On 11 April 2012, it was reported that French authorities had approved an investigator’s request to issue an international arrest warrant for the son of Equatorial Guinea’s President. Teodoro Nguema Obiang Mangue, widely known as “Teodorin”, is the country’s agriculture minister, earning a salary of $6,799 per month, yet is said to have spent over $100 million on personal expenses between 2001 and 2011.
The investigation has seen French authorities raid an Equatorial Guinea-owned Paris building worth €150 million, confiscating artworks, fine wines and a fleet of 16 luxury cars worth several million dollars. Transparency International, the anti-corruption NGO, filed the original legal complaint against Teodorin. Equatorial Guinea is Africa’s third-biggest oil producing country yet most of its population lives in poverty.
Separately, US authorities have sought to seize assets worth $71 million, including a collection of Michael Jackson memorabilia and a $30 million Malibu home. The move is seen as a major step forward in the US’s own fight against kleptocracy, with Human Rights Watch senior researcher Lisa Misol commenting “this is the first time US authorities have gone after the assets of a foreign government official, let alone one viewed as next in line to the throne”.
Increasingly, countries are seizing the assets of foreign officials suspected of corruption. Canada has frozen the assets of Zine al-Abadine Ben Ali, the former Tunisian leader deposed during the Arab Spring, using a new law making it easier for authorities confiscate property suspected of being criminally obtained.
Meanwhile, on 17 April a British court sentenced James Ibori, a former governor of the oil rich Delta state in Nigeria, to 13 years for the embezzlement of £50 million of public money. Pleading guilty to 10 charges of fraud and money laundering, Ibori was told by Judge Anthony Pitts at the Southwark Crown Court hearing “during those two terms (as governor) you turned yourself into a multi-millionaire through corruption”. Judge Pitts also speculated that the true amount illegally accrued by Ibori could be in excess of £200 million.
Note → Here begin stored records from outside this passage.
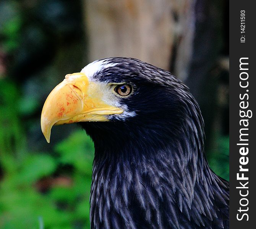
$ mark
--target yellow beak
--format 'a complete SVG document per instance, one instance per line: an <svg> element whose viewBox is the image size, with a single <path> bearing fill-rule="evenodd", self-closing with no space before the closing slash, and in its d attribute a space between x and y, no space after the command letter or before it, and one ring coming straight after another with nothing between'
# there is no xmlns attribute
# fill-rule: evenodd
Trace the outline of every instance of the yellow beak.
<svg viewBox="0 0 256 229"><path fill-rule="evenodd" d="M41 128L47 142L55 125L85 121L106 121L105 116L123 110L102 100L99 83L90 82L84 73L66 75L50 94L44 105Z"/></svg>

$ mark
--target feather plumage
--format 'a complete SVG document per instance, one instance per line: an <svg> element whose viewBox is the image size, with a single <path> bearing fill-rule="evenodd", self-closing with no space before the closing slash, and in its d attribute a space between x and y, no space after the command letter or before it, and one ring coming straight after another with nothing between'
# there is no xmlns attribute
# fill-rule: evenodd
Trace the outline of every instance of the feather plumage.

Ibori used his stolen wealth to fund an extravagant lifestyle in the UK, which included a country mansion in South-West England, a £2.2 million home in London’s Hampstead, a fleet of luxury cars and foreign properties worth £6.9 million. He had faced corruption charges in Nigeria but successfully obtained the transfer of his court case from the northern city of Kaduna to Delta State capital Asaba, where the judge (also his cousin) swiftly dismissed the 170 charges against him.
These moves suggest that national governments are prepared to apply their own criminal laws to prosecute the foreign officials that move or establish links with the country by using wealth generated from corruption in their home countries. The prosecution of Ibori may force corrupt officials to reconsider how they spend their illicit wealth, while the development of the Teodorin case will cast a light on the practicalities of such moves against Africa’s ruling families.